Nella gigantesca massa di emozioni messa sapientemente in scena da Mike Nichols si sono evitate quelle cadute di stile che avrebbero potuto trasformare il film in un prodotto stucchevole. Closer sfugge dai pericoli in cui inciampa spesso la commedia, per rifugiarsi nella qualità formale garantita dal soggetto (tratto da un testo per il teatro) e anche dall’ottima recitazione di Natalie Portman, Julia Roberts, Jude Law e Clive Owen. Il tocco finale è dato dalla splendida Blower’s daughter di Damien Rice, singolo inserito nella colonna sonora, curata da Morrissey. I personaggi femminili sembrano riuscire più dei corrispettivi maschili a mantenere una sorta d’equilibrio nelle relazioni: le donne sono più brave a mentire al momento opportuno (perché la verità non sempre serve), a mettere un punto fermo a storie che non vanno da nessuna parte, senza, per questo, soffrire meno, farsi meno domande e anche tornando sui propri passi, se necessario, perché spaventate dalla solitudine o dai sensi di colpa.
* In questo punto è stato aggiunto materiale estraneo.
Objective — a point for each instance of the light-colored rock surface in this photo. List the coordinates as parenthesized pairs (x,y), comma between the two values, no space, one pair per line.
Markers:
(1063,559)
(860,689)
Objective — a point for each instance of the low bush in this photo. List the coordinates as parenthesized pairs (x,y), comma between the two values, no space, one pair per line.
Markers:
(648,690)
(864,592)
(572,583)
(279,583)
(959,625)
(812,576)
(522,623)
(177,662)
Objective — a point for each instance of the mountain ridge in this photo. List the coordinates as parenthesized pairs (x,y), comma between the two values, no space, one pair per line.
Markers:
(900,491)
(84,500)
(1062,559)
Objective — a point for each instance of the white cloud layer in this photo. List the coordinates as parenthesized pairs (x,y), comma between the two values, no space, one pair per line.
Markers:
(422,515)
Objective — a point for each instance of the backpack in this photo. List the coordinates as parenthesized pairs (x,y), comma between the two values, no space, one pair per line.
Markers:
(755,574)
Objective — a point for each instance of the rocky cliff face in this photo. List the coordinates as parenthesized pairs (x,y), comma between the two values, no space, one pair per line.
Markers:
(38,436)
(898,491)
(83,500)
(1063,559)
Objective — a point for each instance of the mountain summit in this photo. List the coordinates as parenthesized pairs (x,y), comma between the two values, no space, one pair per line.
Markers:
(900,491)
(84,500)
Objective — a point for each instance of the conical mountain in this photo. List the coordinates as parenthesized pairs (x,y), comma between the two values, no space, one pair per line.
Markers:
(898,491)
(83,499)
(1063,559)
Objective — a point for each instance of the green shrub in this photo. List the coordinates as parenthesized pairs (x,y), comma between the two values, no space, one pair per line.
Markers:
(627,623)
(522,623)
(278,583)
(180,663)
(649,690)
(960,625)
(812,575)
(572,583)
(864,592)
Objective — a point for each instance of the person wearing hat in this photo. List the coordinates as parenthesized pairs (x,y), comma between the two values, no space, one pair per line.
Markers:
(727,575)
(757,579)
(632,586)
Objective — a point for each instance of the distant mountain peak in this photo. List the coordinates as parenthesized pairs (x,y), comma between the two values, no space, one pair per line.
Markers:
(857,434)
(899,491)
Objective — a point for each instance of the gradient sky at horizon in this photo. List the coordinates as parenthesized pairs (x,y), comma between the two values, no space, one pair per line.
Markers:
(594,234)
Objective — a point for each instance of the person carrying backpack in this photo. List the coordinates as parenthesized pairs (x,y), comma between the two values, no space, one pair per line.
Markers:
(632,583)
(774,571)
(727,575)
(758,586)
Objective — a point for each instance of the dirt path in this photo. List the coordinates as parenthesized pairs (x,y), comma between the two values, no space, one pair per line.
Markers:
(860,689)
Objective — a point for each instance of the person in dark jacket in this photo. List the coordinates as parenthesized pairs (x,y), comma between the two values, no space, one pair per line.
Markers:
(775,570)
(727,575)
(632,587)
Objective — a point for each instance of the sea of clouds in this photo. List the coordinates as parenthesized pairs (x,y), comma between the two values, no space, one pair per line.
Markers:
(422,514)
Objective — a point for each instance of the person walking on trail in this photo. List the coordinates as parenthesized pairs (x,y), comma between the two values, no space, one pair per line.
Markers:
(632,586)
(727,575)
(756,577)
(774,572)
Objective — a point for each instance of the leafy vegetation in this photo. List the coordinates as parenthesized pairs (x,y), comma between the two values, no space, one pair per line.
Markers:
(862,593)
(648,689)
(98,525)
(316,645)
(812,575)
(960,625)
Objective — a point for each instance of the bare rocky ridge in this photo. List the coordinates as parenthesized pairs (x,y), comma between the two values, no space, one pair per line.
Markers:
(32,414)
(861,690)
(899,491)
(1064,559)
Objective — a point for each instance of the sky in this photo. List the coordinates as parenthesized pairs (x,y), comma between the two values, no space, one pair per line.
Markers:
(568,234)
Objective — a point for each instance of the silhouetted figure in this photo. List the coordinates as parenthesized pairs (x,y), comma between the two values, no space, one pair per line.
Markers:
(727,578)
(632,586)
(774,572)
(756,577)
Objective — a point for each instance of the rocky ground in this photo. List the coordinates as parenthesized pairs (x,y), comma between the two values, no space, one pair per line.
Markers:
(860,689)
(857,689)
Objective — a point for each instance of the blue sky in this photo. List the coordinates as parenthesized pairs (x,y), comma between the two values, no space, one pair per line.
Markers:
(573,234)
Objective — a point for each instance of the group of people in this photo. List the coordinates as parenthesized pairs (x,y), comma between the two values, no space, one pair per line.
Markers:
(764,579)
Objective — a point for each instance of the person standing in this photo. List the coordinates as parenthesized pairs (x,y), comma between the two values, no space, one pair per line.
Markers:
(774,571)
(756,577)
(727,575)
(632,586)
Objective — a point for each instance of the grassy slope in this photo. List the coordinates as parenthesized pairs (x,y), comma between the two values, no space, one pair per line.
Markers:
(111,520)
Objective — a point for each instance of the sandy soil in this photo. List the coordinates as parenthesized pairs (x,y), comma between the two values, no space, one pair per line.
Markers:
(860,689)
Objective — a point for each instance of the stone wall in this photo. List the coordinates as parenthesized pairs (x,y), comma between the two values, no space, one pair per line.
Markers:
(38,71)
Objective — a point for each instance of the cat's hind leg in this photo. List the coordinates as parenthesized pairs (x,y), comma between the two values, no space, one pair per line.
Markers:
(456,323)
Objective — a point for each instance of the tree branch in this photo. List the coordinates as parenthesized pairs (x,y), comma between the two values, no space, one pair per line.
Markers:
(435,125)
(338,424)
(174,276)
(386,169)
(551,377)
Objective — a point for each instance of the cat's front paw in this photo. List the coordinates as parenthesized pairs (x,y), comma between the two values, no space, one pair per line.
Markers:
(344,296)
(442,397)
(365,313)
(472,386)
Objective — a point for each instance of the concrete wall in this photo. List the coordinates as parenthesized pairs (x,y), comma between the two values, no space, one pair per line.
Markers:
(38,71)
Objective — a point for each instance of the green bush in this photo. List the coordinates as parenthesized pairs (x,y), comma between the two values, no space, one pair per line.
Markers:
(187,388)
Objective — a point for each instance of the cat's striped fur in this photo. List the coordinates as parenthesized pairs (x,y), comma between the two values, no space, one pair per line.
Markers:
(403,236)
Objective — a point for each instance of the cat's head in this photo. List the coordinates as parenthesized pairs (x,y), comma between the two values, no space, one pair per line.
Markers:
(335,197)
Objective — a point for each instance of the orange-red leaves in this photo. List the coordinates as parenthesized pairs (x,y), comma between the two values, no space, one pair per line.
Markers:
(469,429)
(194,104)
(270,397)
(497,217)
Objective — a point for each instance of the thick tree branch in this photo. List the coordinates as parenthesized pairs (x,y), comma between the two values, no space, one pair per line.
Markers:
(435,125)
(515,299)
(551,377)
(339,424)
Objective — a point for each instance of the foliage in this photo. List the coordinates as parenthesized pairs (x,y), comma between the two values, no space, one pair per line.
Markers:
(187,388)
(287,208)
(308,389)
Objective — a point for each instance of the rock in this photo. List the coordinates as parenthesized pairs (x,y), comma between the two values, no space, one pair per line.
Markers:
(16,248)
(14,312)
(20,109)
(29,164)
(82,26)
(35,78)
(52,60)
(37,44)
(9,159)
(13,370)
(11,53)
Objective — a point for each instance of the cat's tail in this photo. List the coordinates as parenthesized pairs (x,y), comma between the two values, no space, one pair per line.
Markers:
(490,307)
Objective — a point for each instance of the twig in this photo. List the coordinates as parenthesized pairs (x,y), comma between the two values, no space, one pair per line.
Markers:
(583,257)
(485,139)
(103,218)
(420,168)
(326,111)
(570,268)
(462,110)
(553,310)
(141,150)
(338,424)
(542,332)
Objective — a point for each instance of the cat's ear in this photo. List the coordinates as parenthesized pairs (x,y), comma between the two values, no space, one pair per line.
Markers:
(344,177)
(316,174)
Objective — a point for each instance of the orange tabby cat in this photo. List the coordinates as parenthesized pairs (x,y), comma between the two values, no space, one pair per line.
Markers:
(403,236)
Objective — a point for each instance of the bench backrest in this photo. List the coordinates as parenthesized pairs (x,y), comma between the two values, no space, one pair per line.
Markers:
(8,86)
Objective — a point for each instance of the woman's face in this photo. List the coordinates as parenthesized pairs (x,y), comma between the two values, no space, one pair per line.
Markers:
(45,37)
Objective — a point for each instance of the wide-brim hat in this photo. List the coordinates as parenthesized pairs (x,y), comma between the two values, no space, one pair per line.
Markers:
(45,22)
Di certo, anche se in un modo un po’ maldestro, nonostante gli errori, le indecisioni, le piccole e grandi frustrazioni, i caratteri tentano di dare un senso alla propria vita tramite il rapporto di coppia («tutti vogliono essere felici»), cercando di mettere ogni elemento in fila con ordine, nella speranza di poter pianificare esattamente il futuro, vivendo nell’illusione che la storia perfetta, limpida, solida e incrollabile, esista e che, possibilmente, sia la propria.